Adversarial Support Alignment
This work addresses domain adaptation challenges with label distribution shifts, offering a novel approach for support alignment, though it is incremental as it builds on existing adversarial alignment methods.
The paper tackles the problem of aligning the supports of distributions without matching densities, proposing a method that minimizes a symmetrized relaxed optimal transport cost in a discriminator's 1D space via an adversarial process. Experiments show it is more robust against label distribution shifts in domain adaptation tasks compared to other alignment-based baselines.

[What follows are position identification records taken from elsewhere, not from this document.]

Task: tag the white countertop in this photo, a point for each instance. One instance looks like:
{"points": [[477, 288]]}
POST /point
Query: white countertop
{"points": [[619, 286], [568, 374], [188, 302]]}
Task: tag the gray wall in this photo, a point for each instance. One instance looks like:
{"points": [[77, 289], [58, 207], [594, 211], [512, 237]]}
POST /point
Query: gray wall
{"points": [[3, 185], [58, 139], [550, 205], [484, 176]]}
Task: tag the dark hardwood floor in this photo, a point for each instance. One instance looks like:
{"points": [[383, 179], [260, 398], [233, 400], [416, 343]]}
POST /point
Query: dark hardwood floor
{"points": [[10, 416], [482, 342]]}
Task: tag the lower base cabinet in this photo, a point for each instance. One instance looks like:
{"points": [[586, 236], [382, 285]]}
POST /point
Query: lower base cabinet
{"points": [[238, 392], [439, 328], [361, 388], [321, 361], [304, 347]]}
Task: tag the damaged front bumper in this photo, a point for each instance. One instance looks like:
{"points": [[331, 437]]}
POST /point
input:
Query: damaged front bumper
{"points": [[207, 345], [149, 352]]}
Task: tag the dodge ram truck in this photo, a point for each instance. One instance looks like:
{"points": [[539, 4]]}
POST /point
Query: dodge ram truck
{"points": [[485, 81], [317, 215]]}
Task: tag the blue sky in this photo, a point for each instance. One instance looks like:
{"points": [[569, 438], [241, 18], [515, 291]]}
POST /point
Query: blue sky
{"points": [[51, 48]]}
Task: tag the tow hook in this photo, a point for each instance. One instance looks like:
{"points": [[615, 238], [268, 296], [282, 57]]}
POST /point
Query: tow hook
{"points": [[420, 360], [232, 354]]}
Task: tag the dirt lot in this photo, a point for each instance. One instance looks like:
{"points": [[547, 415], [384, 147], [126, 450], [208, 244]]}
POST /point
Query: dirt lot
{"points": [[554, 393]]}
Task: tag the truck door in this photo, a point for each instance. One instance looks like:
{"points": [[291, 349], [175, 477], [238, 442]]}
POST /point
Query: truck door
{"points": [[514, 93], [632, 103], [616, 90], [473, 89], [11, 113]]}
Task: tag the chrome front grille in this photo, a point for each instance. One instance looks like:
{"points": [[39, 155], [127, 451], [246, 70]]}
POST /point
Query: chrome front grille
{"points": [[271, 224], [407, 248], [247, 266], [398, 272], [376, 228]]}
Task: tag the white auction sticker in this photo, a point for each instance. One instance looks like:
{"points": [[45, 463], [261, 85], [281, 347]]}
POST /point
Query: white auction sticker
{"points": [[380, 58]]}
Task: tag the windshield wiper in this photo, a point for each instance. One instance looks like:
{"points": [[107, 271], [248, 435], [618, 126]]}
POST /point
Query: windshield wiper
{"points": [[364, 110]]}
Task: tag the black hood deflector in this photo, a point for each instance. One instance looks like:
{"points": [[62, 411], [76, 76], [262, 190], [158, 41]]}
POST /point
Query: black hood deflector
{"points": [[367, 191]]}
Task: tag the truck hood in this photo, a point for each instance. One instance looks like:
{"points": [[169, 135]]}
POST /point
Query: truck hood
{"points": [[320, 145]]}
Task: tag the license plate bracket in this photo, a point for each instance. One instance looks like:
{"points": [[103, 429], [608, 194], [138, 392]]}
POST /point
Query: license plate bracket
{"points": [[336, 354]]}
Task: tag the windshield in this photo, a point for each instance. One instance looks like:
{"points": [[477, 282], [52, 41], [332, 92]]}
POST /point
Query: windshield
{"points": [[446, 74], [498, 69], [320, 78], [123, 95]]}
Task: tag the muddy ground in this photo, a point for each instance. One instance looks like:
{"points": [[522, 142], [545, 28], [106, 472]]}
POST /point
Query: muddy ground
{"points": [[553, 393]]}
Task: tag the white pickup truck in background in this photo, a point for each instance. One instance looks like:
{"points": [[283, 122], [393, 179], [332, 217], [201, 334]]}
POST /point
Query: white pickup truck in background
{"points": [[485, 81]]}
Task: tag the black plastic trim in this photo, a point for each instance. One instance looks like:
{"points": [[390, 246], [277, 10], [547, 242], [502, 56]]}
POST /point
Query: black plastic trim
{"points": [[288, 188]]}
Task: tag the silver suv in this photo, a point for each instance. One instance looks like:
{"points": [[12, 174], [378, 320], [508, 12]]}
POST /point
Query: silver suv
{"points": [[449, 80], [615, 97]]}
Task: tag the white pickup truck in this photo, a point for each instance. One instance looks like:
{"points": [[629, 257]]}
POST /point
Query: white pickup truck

We study the problem of aligning the supports of distributions. Compared to the existing work on distribution alignment, support alignment does not require the densities to be matched. We propose symmetric support difference as a divergence measure to quantify the mismatch between supports. We show that select discriminators (e.g. discriminator trained for Jensen-Shannon divergence) are able to map support differences as support differences in their one-dimensional output space. Following this result, our method aligns supports by minimizing a symmetrized relaxed optimal transport cost in the discriminator 1D space via an adversarial process. Furthermore, we show that our approach can be viewed as a limit of existing notions of alignment by increasing transportation assignment tolerance. We quantitatively evaluate the method across domain adaptation tasks with shifts in label distributions. Our experiments show that the proposed method is more robust against these shifts than other alignment-based baselines.